5 Step Formula for Creating Happiness.



I was recently struck by the realisation that this is the happiest I’ve ever been.

I could even go so far as to say that I’m contended, satisfied and, dare I say it…happy.


Such a state of mind may be entirely natural for some people, but I was initially puzzled by the lack of melancholy and the absence of cynicism and anger that have tainted most of my life. Ever curious, I analysed the evidence that led me to this unexpected, yet long awaited moment.

I discovered that it all started with a decision I made over ten years ago –  that the definition of a successful life was to be happy.

And it seems that at long last, I’ve reached my destination.

The journey has necessitated a combination of hard work, commitment and soul-searching, with personal growth only made possible by learning from the many mistakes I’ve made en-route.
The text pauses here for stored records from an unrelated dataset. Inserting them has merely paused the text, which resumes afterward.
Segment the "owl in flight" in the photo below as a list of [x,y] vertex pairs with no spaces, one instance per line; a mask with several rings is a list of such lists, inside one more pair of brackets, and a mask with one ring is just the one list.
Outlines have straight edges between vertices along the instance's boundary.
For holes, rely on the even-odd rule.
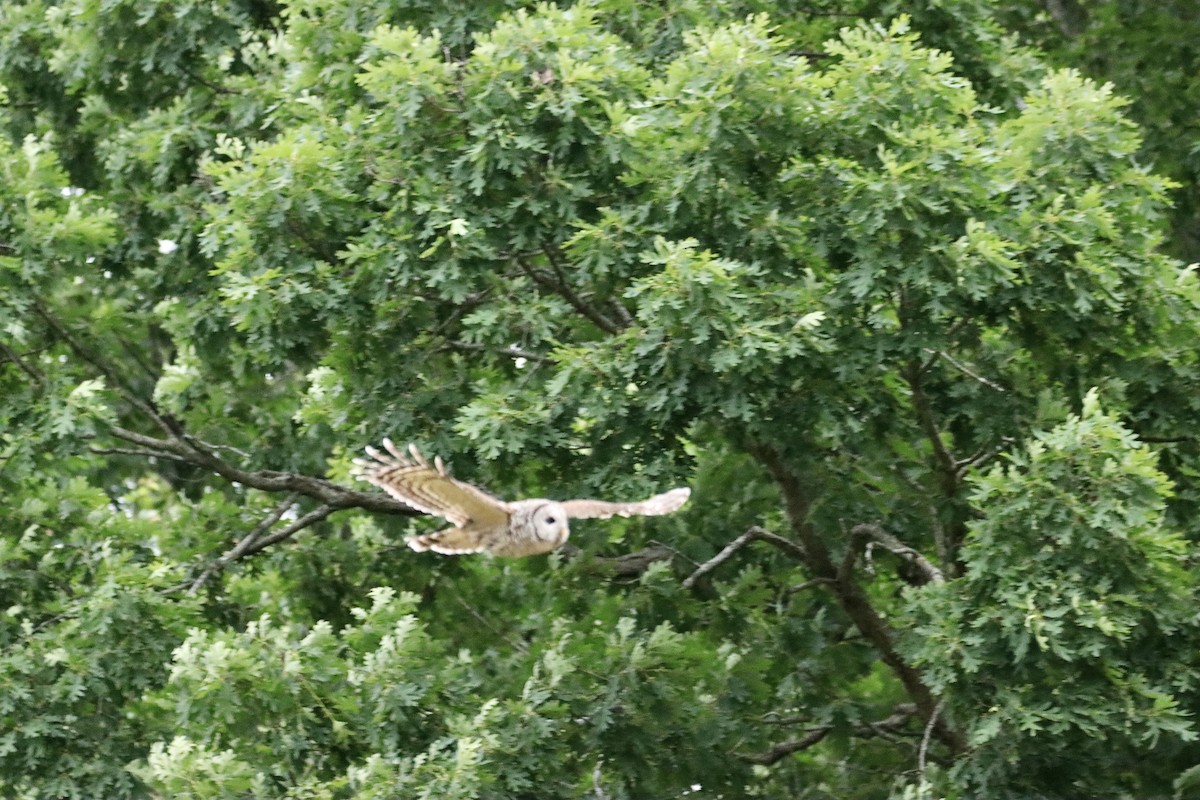
[[400,451],[389,439],[388,452],[367,447],[371,458],[355,458],[355,475],[374,483],[401,503],[444,517],[454,528],[414,536],[408,546],[416,552],[433,551],[446,555],[492,553],[493,555],[536,555],[559,547],[570,536],[568,519],[607,519],[622,517],[658,517],[671,513],[684,503],[691,489],[671,489],[641,503],[604,500],[504,500],[476,486],[456,481],[446,473],[440,458],[433,464],[408,445]]

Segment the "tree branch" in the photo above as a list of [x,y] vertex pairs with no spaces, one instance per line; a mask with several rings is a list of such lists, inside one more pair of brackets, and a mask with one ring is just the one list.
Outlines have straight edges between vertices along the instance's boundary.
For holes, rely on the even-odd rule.
[[557,260],[552,258],[550,248],[544,248],[542,252],[546,254],[546,260],[550,261],[553,267],[554,275],[548,275],[544,270],[539,270],[529,264],[528,259],[522,255],[515,255],[514,258],[521,267],[521,271],[524,272],[534,283],[560,296],[571,306],[571,308],[586,317],[593,325],[602,330],[605,333],[619,333],[619,325],[601,314],[598,309],[593,308],[583,300],[583,297],[575,293],[575,289],[572,289],[566,282],[566,276],[563,273],[562,269],[559,269]]
[[[824,540],[809,523],[810,501],[800,479],[774,447],[751,444],[748,451],[767,469],[779,486],[784,509],[792,530],[796,531],[797,539],[804,547],[805,564],[814,577],[824,578],[832,583],[842,610],[846,612],[863,638],[876,649],[880,658],[895,673],[908,697],[917,704],[922,717],[925,720],[934,717],[934,710],[937,706],[934,693],[922,680],[920,673],[900,657],[895,649],[894,634],[887,621],[871,604],[862,587],[854,583],[853,575],[848,570],[838,569]],[[946,724],[944,720],[937,722],[935,733],[952,751],[962,752],[966,750],[966,740],[962,734]]]
[[[901,703],[893,709],[890,716],[884,720],[878,720],[876,722],[866,722],[860,726],[856,726],[853,729],[853,735],[860,739],[870,739],[874,736],[880,736],[883,739],[893,739],[902,728],[907,724],[908,720],[917,716],[917,706],[911,703]],[[778,721],[779,724],[788,724],[802,722],[802,720],[784,720]],[[816,728],[809,729],[809,732],[793,741],[785,741],[775,745],[770,750],[761,753],[742,753],[742,759],[750,762],[751,764],[761,764],[763,766],[770,766],[772,764],[797,753],[802,750],[808,750],[814,745],[817,745],[833,733],[835,729],[832,724],[823,724]],[[928,730],[928,727],[926,727]]]
[[420,511],[410,509],[386,494],[349,489],[323,477],[312,477],[296,473],[277,473],[274,470],[251,471],[234,467],[217,457],[211,450],[198,445],[198,440],[194,438],[187,440],[179,438],[156,439],[120,426],[112,426],[110,431],[118,439],[124,439],[125,441],[154,451],[154,455],[164,458],[175,458],[175,461],[200,467],[216,473],[226,480],[241,483],[252,489],[259,489],[260,492],[295,492],[314,500],[320,500],[323,504],[331,506],[334,511],[338,509],[365,509],[367,511],[383,511],[410,517],[421,515]]
[[922,431],[925,432],[929,444],[934,446],[934,456],[937,459],[937,473],[941,476],[942,491],[946,493],[946,497],[954,497],[959,491],[958,462],[946,447],[942,432],[937,429],[937,422],[934,420],[934,407],[930,404],[929,397],[925,396],[925,389],[920,384],[919,367],[911,365],[904,371],[904,377],[908,381],[908,389],[912,392],[912,404],[913,410],[917,411],[917,422],[920,425]]
[[[961,372],[966,377],[977,380],[978,383],[983,384],[984,386],[986,386],[988,389],[990,389],[990,390],[992,390],[995,392],[1000,392],[1001,395],[1007,395],[1008,393],[1007,389],[1004,389],[1003,386],[1001,386],[1000,384],[997,384],[995,381],[991,381],[991,380],[984,378],[983,375],[980,375],[979,373],[974,372],[973,369],[971,369],[965,363],[960,362],[959,360],[956,360],[954,356],[952,356],[949,353],[946,353],[944,350],[931,350],[929,348],[925,348],[925,353],[929,353],[935,359],[942,359],[944,361],[949,361],[950,365],[954,366],[955,369],[958,369],[959,372]],[[924,368],[922,369],[922,372],[924,372]]]
[[5,356],[7,356],[10,361],[12,361],[14,365],[17,365],[18,367],[20,367],[22,372],[24,372],[26,375],[29,375],[30,378],[34,379],[34,383],[36,383],[36,384],[44,384],[46,383],[46,375],[42,374],[41,369],[38,369],[34,365],[31,365],[28,361],[25,361],[23,357],[20,357],[19,353],[17,353],[16,350],[13,350],[11,347],[8,347],[7,344],[5,344],[4,342],[0,342],[0,353],[4,353]]
[[800,547],[799,545],[797,545],[791,540],[784,539],[778,534],[773,534],[769,530],[764,530],[755,525],[754,528],[750,528],[749,530],[746,530],[746,533],[742,534],[732,542],[726,545],[720,553],[718,553],[713,558],[701,564],[695,572],[684,578],[683,588],[691,589],[692,587],[696,585],[697,581],[700,581],[706,575],[708,575],[716,567],[728,561],[739,549],[750,545],[750,542],[756,542],[756,541],[768,542],[770,545],[774,545],[775,547],[787,553],[798,561],[805,560],[805,553],[803,547]]
[[742,753],[742,760],[750,762],[751,764],[761,764],[763,766],[770,766],[772,764],[782,760],[784,758],[791,756],[792,753],[798,753],[802,750],[808,750],[814,745],[821,742],[822,739],[833,733],[832,724],[823,724],[820,728],[814,728],[809,730],[800,739],[794,741],[785,741],[775,745],[770,750],[762,753]]
[[126,385],[126,383],[121,379],[120,374],[118,374],[115,369],[113,369],[108,363],[106,363],[104,360],[101,359],[91,348],[89,348],[78,338],[76,338],[74,333],[72,333],[71,330],[61,320],[54,317],[54,314],[50,313],[50,309],[47,308],[46,305],[42,303],[40,299],[34,297],[32,305],[34,309],[37,312],[37,315],[41,317],[46,321],[46,324],[50,326],[50,329],[58,335],[58,337],[64,342],[66,342],[67,347],[71,348],[71,350],[77,356],[79,356],[80,359],[90,363],[92,367],[98,369],[100,373],[108,379],[108,383],[112,385],[112,387],[119,391],[121,396],[125,397],[125,399],[131,405],[133,405],[136,409],[138,409],[148,417],[154,420],[155,425],[162,428],[167,434],[172,437],[176,437],[180,434],[179,425],[176,425],[173,420],[166,417],[164,415],[160,414],[158,409],[156,409],[152,403],[142,399],[142,397],[139,397],[137,392],[130,389],[128,385]]
[[264,517],[262,522],[254,525],[254,528],[251,529],[251,531],[246,534],[241,539],[241,541],[234,545],[224,555],[222,555],[218,559],[214,559],[211,564],[204,567],[204,571],[200,572],[200,575],[196,578],[196,581],[192,582],[192,585],[188,587],[187,594],[194,595],[204,587],[205,583],[209,582],[209,578],[216,575],[216,572],[218,572],[220,570],[223,570],[227,564],[230,564],[242,558],[246,554],[246,551],[251,547],[251,545],[254,543],[254,540],[262,536],[264,531],[270,530],[270,528],[275,525],[275,523],[277,523],[280,518],[283,517],[284,513],[287,513],[288,509],[295,505],[295,501],[296,501],[296,494],[293,492],[287,498],[284,498],[282,503],[275,506],[275,510],[271,511],[271,513],[266,515],[266,517]]
[[[883,547],[883,549],[888,551],[889,553],[894,553],[895,555],[902,558],[920,573],[920,577],[924,578],[924,581],[920,582],[923,584],[946,582],[946,575],[943,575],[942,571],[938,567],[936,567],[932,561],[930,561],[924,555],[922,555],[913,548],[908,547],[907,545],[905,545],[899,539],[896,539],[888,531],[883,530],[878,525],[869,523],[854,525],[853,528],[851,528],[850,535],[852,539],[870,540],[871,543],[880,545],[881,547]],[[870,547],[870,545],[868,547]]]

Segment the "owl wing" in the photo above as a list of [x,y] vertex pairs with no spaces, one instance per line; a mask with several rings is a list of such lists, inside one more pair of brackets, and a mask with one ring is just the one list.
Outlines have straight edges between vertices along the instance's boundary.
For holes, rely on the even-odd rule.
[[571,519],[607,519],[608,517],[660,517],[677,511],[688,501],[691,489],[671,489],[641,503],[607,503],[605,500],[566,500],[563,509]]
[[418,511],[443,517],[457,528],[469,523],[480,527],[502,527],[509,522],[509,506],[504,500],[484,489],[456,481],[446,473],[438,457],[433,464],[425,461],[414,445],[408,455],[400,451],[391,439],[384,439],[388,452],[367,447],[371,458],[355,458],[354,474]]

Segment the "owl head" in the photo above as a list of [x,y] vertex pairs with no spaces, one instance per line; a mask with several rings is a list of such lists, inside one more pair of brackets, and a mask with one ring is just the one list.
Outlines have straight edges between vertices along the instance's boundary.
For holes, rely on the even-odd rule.
[[571,535],[571,530],[566,525],[566,509],[563,507],[562,503],[551,500],[539,504],[533,509],[529,524],[538,539],[553,542],[554,547],[565,542],[566,537]]

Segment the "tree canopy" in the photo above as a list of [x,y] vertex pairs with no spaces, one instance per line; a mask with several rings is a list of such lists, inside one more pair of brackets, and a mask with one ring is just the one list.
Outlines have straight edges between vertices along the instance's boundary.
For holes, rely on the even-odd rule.
[[1195,22],[992,5],[0,6],[0,794],[1190,796]]

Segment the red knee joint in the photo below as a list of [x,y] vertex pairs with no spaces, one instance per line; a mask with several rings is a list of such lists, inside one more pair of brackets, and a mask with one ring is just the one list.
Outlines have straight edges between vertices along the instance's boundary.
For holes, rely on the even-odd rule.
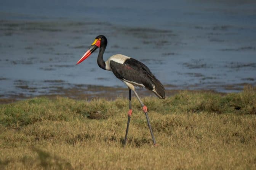
[[145,105],[144,105],[144,106],[143,106],[143,111],[144,112],[147,112],[147,106]]
[[133,112],[133,110],[131,109],[130,109],[128,111],[128,116],[131,116],[131,113]]

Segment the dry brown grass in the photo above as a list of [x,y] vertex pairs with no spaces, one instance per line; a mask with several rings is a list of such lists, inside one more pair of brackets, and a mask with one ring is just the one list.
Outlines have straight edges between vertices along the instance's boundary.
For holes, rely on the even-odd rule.
[[[256,168],[255,88],[144,101],[158,147],[135,98],[125,148],[126,99],[0,105],[0,169]],[[97,119],[88,118],[95,113]]]

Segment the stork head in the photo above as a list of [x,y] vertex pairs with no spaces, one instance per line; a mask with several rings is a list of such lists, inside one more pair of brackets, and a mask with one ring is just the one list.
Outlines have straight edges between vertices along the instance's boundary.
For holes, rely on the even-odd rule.
[[87,51],[83,55],[83,57],[77,63],[77,65],[82,63],[83,60],[86,59],[94,51],[99,47],[101,46],[106,46],[107,44],[107,41],[106,37],[102,35],[100,35],[95,37],[95,39],[91,44]]

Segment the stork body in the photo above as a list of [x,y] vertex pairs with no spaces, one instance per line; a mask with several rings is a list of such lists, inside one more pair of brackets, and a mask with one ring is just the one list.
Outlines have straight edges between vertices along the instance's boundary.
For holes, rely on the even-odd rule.
[[124,141],[125,145],[127,140],[129,125],[132,112],[131,93],[131,90],[132,90],[142,107],[153,143],[155,145],[156,142],[149,122],[147,109],[136,92],[134,86],[145,88],[152,91],[159,98],[164,99],[165,96],[163,86],[147,66],[136,59],[122,54],[116,54],[111,56],[106,61],[104,61],[103,54],[107,44],[107,41],[105,36],[97,36],[89,49],[77,62],[77,65],[86,59],[97,48],[99,47],[97,58],[99,66],[104,69],[112,71],[115,77],[123,82],[129,88],[129,110],[128,112],[128,121]]

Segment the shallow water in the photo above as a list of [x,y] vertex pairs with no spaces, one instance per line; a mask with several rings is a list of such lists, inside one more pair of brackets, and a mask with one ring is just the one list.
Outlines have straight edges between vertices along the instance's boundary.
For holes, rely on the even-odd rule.
[[105,60],[136,58],[167,89],[229,92],[256,84],[254,1],[100,1],[1,2],[0,97],[125,87],[98,67],[98,50],[75,65],[99,34],[108,39]]

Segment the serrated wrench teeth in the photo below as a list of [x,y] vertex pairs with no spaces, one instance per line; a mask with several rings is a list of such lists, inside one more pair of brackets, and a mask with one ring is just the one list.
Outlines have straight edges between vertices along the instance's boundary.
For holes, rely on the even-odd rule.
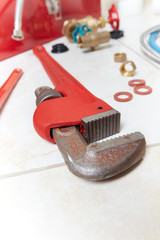
[[53,129],[57,146],[68,169],[88,180],[104,180],[135,165],[145,153],[140,132],[87,145],[75,126]]

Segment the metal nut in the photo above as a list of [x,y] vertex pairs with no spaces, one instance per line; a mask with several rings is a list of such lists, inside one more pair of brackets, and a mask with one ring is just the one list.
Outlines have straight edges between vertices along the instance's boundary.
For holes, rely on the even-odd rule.
[[[127,70],[126,69],[126,65],[130,65],[132,67],[131,70]],[[131,77],[134,75],[134,72],[136,70],[136,65],[134,64],[134,62],[132,61],[126,61],[122,64],[122,66],[120,67],[120,71],[121,71],[121,74],[124,76],[124,77]]]
[[114,54],[114,61],[115,62],[125,62],[126,61],[126,54],[125,53],[115,53]]

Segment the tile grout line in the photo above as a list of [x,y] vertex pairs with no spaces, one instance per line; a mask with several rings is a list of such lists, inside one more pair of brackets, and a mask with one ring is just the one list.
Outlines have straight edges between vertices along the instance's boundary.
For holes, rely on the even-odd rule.
[[49,170],[49,169],[54,169],[54,168],[64,167],[64,166],[65,166],[65,163],[57,163],[57,164],[54,164],[54,165],[48,165],[46,167],[40,167],[40,168],[25,170],[25,171],[22,171],[22,172],[4,174],[4,175],[0,176],[0,180],[11,178],[11,177],[23,176],[23,175],[31,174],[31,173],[38,173],[38,172],[46,171],[46,170]]

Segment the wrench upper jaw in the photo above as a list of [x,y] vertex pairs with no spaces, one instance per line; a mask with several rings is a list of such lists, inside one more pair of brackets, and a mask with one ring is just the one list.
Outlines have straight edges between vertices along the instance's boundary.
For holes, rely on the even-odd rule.
[[88,180],[116,176],[135,165],[145,153],[145,138],[140,132],[89,145],[74,126],[53,132],[69,170]]

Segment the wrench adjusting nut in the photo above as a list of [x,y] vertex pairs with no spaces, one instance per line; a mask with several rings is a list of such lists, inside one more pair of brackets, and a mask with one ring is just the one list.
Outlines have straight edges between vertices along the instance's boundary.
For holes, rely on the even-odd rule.
[[[126,66],[127,65],[130,65],[131,66],[131,70],[127,70],[126,69]],[[122,64],[122,66],[120,67],[120,71],[121,71],[121,74],[124,76],[124,77],[131,77],[134,75],[134,72],[136,70],[136,65],[134,64],[133,61],[126,61]]]
[[125,53],[115,53],[114,54],[114,61],[115,62],[125,62],[126,61],[126,54]]
[[[127,96],[126,98],[120,98],[119,96]],[[133,95],[129,92],[118,92],[114,94],[114,99],[118,102],[128,102],[133,98]]]

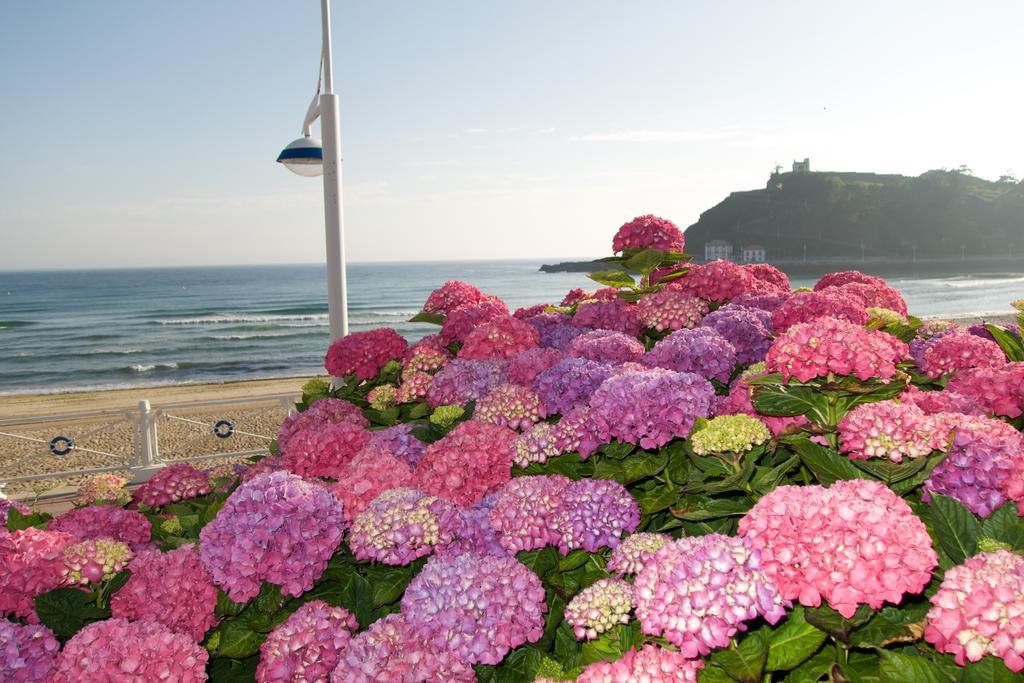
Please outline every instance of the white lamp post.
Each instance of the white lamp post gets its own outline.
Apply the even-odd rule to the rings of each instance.
[[[324,48],[321,69],[324,90],[316,84],[316,94],[309,103],[302,125],[302,137],[285,147],[278,161],[299,175],[324,175],[324,226],[327,233],[327,309],[331,341],[348,334],[348,297],[345,292],[345,219],[341,195],[341,129],[338,123],[338,95],[334,94],[331,62],[330,0],[321,0]],[[321,141],[310,136],[310,127],[321,120]]]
But to summarise, here’s the formula that has enabled me to finally create happiness:

  • A decade of dedication to my day-job has landed me a rewarding role that allows me to use my strengths in research and writing, to be financially independent and to manage my own time.
  • I’m lucky enough to have the freedom to spend my own time doing the things I love (creating music and words, and seeking inspiration everywhere), and that the people I love don’t make demands on this fundamental space.
  • I’ve resolved the issues holding me back in life (negative ruminating) and have discovered that positivity and energy abounds in its place.
  • One of my most enlightening moments was the discovery that my personality type is ‘INTJ’ – providing an explanation for being a highly driven introvert who needs abundant ‘alone-time’ to recharge my batteries. (And finding out that female INTJs make up less than 1% of the population certainly cleared up my confusion about why I find myself on a totally different planet to most other women…)
  • Most importantly, I’ve dedicated the last decade to self-improvement by seeking the wisdom of others where I had none. I’ve learned the five habits for happiness (gratitude, exercise, meditation, reflecting on happy memories and practicing random acts of kindness); I’ve improved my time management to avoid burn-out and stress; I know that awe-inspiring experiences foster hope and happiness; I found out that I’m a nicer person when I avoid caffeine and alcohol. (Oh, and I also know how to tell when he’s just not that into you…ha, just kidding!)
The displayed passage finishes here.